Coordinator visibility The coordinator stores only coarse shard state, repo-frontier progress, and terminal outcomes. Repo-internal commits, trees, blobs, and mirror details are worker-local execution state. Repo-internal coordination state, if a later design proves it is needed.
Mirror lifecycle Mirror location and refresh behavior are deterministic per repo target. The runtime implementation lives in gossip-scanner-runtime::git_mirror::LocalMirrorManager. Reassignment and replay need a stable local execution surface. Shared mirror pools, eviction policy, and provider-specific mirror orchestration.
Explicit commit selection Explicit commit inputs lower to stable synthetic refs before execution. Identical inputs must normalize to the same ordered repo targets and checkpoint identity. Additional selection UX and provider-specific aliases.
StaleOwner rollout The semantic is locked now, but the connector-level enum, constructor surface, and consumers may land in a separate change. The behavior must be documented before wiring spreads through the runtime. Scheduler-level and remote-level ownership-loss mappings.

Alternatives considered

  • Pack multiple repositories into a single shard from the start. Rejected because it immediately couples checkpointing, split policy, and replay policy.
  • Introduce repo-internal coordinator state early. Rejected because it increases storage and protocol surface before the coarse repo-frontier path is proven.

Invariants for All Downstream Implementation Work

Every downstream implementation task, design note, and test plan for this execution model keeps these invariants explicit:

  1. A stale fence token is never accepted again.
  2. Loss of lease stops repo execution quickly.
  3. The outer repo frontier never advances before inner durable persistence completes.
  4. Control-plane state scales with shards, not with objects inside repositories.
  5. Identical request inputs normalize to the same ordered repo targets.
  6. Identical explicit commit inputs lower to the same synthetic ref.
  7. Logs, metrics, and traces never contain raw secret bytes, repo paths, refs, or tokens.
  8. Duplicate submission and worker replay are idempotent.

Operational telemetry follows the same rule. Stage-oriented Git observability may emit scalar timings, shard digests, and closed-set retry or lease-loss labels, but never raw mirror roots, repo locators, refs, commit IDs, or connector tokens.

Consequences

  • ShardStatus remains the only persisted outer lifecycle for repo work.
  • RepoFrontier remains part of the shared receipt and checkpoint model rather than a Git-only completion path.
  • Lease loss is a first-class outcome that stops work without parking the shard.
  • Git stage telemetry stays low-cardinality and redaction-safe: worker logs and recorder events emit digests plus scalar timings rather than raw repository identifiers.
  • The first scope optimizes for deterministic replay and narrow control-plane state, not for packing density.

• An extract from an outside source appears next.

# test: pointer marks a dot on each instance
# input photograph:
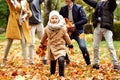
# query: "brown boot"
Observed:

Complementary Documentation

  • docs/source-families.md describes the family split between ordered-content and repo-native Git execution.
  • docs/gossip-coordination/coordination-error-model.md complements this ADR with the coordination-layer error taxonomy and lease/fence validation model.
  • diagrams/05-shard-and-run-state-machines.md describes the outer shard and run lifecycle that this ADR intentionally preserves.
  • diagrams/10-failure-modes-and-recovery.md describes the failure and replay model that this ADR relies on for ownership loss and durable replay.